I am interested in solving the problem $-A u = \lambda u$ on a finite differences grid on a square. In my case, the operator $A$ is of the type $-\Delta + \mu I$, where $\mu$ is there to impose some constraints. The method I used until now was to consider a finite differences grid and get $$ 4u_{i,j} - u_{i,j+1}-u_{i,j-1}-u_{i+1,j}-u_{i-1,j} + \mu_{i,j} u_{i,j}=\lambda u_{i,j}$$ Then we transform $u_{i,j}$ in a vector and write the above problem in matrix form $Au = \lambda u$. The problem I have with this is that the size of the matrix $A$ is $n \times n$, where $n$ is the number of points in the grid. Therefore, for a grid with $N^2$ points the dimension of the matrix is $N^2 \times N^2$. Therefore, the size of the matrices grows very fast with respect to the discretization.
Is it possible to solve this kind of problem without vectorization, i.e. using only matrices of size $N \times N$?

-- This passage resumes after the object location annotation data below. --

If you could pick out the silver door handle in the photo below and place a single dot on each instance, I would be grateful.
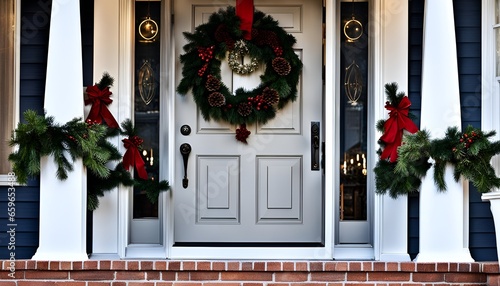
(185, 151)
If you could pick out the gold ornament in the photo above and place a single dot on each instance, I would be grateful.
(236, 56)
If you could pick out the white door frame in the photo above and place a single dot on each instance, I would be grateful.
(388, 25)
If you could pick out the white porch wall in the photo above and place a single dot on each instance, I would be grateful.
(63, 204)
(392, 64)
(443, 215)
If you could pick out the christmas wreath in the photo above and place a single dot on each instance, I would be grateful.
(221, 38)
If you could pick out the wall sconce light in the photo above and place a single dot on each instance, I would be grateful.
(353, 29)
(148, 29)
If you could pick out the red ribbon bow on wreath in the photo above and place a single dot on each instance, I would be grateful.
(99, 111)
(133, 158)
(393, 128)
(244, 10)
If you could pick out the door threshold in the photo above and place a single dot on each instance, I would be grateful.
(249, 244)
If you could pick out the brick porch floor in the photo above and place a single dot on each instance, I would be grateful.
(245, 273)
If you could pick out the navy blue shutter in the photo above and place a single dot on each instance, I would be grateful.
(35, 22)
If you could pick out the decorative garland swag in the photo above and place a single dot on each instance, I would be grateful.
(405, 158)
(41, 136)
(208, 47)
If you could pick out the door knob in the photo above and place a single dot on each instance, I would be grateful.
(185, 151)
(315, 131)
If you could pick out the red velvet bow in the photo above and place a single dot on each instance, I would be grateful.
(133, 158)
(393, 128)
(99, 111)
(244, 10)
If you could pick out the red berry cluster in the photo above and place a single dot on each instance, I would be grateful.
(137, 140)
(91, 122)
(258, 102)
(206, 55)
(466, 140)
(242, 133)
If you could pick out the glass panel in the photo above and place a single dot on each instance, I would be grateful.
(7, 79)
(353, 111)
(147, 100)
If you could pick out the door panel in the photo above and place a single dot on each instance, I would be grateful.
(263, 191)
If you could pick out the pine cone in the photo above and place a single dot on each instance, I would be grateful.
(271, 96)
(244, 109)
(221, 33)
(281, 66)
(216, 99)
(213, 83)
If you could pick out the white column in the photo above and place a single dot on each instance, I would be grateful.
(106, 59)
(443, 224)
(494, 198)
(63, 204)
(394, 64)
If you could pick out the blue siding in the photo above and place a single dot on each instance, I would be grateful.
(35, 20)
(468, 34)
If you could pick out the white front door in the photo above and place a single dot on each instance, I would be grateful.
(264, 192)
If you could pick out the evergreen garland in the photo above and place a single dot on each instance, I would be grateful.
(40, 136)
(469, 152)
(207, 48)
(398, 178)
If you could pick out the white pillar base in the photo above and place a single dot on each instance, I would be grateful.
(63, 213)
(443, 235)
(494, 198)
(394, 239)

My idea is the following: If we denote $U=(u_{i,j})$ then the discrete PDE can be written as $$ (4I -S_{0,1}-S_{0,-1}-S_{1,0}-S_{-1,0})U+\mu \odot U=\lambda U,$$ where $S_{i,j}$ is the shift of the matrix with $i$ on horizontal and $j$ on vertical directions. The $\odot$ is "pointwise" product. Can this lead to a solution?